O empresário declarou ter feito em 2004 depósitos de R$ 48 mil em contas de Divaldo Martins Soares Júnior, chefe de gabinete do deputado, e do próprio parlamentar.
Em razão do acordo, segundo Vedoin, foram destinados recursos para aquisição de unidades móveis de saúde para dez municípios, no valor individual de R$ 112 mil, somando um total de R$ 1,1 milhão. Luiz Antônio Vedoin afirmou que as empresas do grupo Planam venceram apenas as licitações abertas em cinco desses municípios e que o parlamentar conversou pessoalmente com os prefeitos para acertar os detalhes sobre o direcionamento das licitações.

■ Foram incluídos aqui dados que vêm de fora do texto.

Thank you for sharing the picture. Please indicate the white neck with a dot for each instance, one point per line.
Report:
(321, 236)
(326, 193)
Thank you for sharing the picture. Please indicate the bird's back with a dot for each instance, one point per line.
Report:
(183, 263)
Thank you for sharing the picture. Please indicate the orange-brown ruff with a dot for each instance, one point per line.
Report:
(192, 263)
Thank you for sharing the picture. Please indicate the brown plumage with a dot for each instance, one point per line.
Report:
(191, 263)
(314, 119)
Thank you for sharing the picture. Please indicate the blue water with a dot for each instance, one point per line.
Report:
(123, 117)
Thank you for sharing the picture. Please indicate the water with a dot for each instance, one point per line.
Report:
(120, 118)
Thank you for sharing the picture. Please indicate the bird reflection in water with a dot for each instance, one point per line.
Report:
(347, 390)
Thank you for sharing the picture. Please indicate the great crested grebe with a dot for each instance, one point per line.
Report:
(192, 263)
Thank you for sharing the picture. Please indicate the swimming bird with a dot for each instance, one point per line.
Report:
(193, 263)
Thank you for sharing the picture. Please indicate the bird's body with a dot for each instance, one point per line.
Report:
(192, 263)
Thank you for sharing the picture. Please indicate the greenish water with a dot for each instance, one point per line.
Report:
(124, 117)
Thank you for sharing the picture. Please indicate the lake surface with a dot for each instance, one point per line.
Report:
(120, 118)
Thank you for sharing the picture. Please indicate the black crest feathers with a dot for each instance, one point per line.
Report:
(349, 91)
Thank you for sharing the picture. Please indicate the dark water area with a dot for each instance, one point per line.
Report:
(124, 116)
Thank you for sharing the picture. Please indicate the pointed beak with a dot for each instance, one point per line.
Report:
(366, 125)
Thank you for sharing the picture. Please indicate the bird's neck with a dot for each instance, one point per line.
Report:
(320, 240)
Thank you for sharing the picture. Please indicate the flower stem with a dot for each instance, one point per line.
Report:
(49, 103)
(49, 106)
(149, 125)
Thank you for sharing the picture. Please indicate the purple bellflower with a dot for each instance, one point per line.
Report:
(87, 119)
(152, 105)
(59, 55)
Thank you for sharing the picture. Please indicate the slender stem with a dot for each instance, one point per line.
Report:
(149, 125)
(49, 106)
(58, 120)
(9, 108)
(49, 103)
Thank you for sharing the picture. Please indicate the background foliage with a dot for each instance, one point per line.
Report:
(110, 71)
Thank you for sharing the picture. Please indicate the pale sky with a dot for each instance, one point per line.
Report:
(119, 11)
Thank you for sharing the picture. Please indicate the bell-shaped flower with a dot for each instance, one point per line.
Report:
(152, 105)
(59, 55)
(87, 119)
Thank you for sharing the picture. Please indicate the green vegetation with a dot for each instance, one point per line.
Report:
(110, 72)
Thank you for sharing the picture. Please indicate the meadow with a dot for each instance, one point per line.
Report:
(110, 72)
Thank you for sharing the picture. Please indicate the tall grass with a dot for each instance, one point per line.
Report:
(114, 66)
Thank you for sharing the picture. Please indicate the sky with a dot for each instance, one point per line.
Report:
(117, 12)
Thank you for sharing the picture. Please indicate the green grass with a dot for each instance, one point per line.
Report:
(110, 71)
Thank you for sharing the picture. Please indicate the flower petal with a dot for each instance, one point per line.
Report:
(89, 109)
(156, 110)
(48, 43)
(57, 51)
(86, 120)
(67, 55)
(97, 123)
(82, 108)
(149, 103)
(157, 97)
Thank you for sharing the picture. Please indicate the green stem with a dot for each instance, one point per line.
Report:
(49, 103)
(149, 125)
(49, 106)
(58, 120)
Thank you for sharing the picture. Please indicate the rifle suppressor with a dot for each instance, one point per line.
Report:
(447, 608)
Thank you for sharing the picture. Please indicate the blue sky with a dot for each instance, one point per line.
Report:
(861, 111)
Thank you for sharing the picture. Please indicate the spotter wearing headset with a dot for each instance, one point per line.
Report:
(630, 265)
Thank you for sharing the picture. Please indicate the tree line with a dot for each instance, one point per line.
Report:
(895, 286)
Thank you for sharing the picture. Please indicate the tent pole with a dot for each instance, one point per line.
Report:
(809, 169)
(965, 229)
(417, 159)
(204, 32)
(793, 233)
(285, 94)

Também em depoimento à Justiça de Mato Grosso, Ronildo Pereira Medeiros afirmou ter pago R$ 35 mil a Enivaldo Ribeiro, em dezembro de 2004. Já em reunião da CPMI em Cuiabá, ele disse não ter realizado negócios com o deputado.
Defesa: Da Redação/MR
A defesa do deputado Enivaldo Ribeiro diz que a representação é inepta por não articular nenhuma imputação clara ao parlamentar. Segundo a defesa, a acusação de que o deputado firmou acordo para receber pagamento de comissão é "falsa e mentirosa".
Segundo os advogados, não existe especificação da quebra de decoro parlamentar nem justa causa. Por isso, a defesa indica que o Conselho de Ética deveria proferir, de maneira sumária, parecer pela inconsistência da acusação. Se isso não ocorrer, os advogados pedem que a representação seja considerada improcedente, com a absolvição do deputado.
De acordo com a defesa, Enivaldo Ribeiro conheceu Luiz Antônio Vedoin nos corredores da Câmara, já que o empresário freqüentava a Casa para entregar propagandas de produtos da Planam. Os advogados afirmam, porém, que o parlamentar não fez acordo com Vedoin nem manteve contato com prefeituras para direcionar licitações e apresentam declarações de prefeitos de três cidades atestando essa afirmação. Em relação aos depósitos na conta do chefe de gabinete do deputado, a defesa alega que foram pagamento por serviço por ele prestado em 2004 à Planam, como economista, a fim de realizar estudo de viabilidade econômica para a instalação de uma montadora de ônibus e ambulâncias da empresa no estado. Já os depósitos na conta do próprio deputado teriam sido doações à campanha de sua filha, Daniela Veloso Borges Ribeiro Novaes de Araújo, que foi candidata a vice-prefeita de Campina Grande (PB) em 2004. A negociação teria sido feita pelo chefe de gabinete do parlamentar, por já ter prestado serviço aos donos da Planam, até então tidos como pessoas sérias e honestas. Segundo a defesa, o deputado não sabia na época que a empresa havia feito a doação e não estava exercendo o mandato parlamentar, pois ocupava o cargo de secretário de Indústria, Comércio e Turismo do Estado da Paraíba.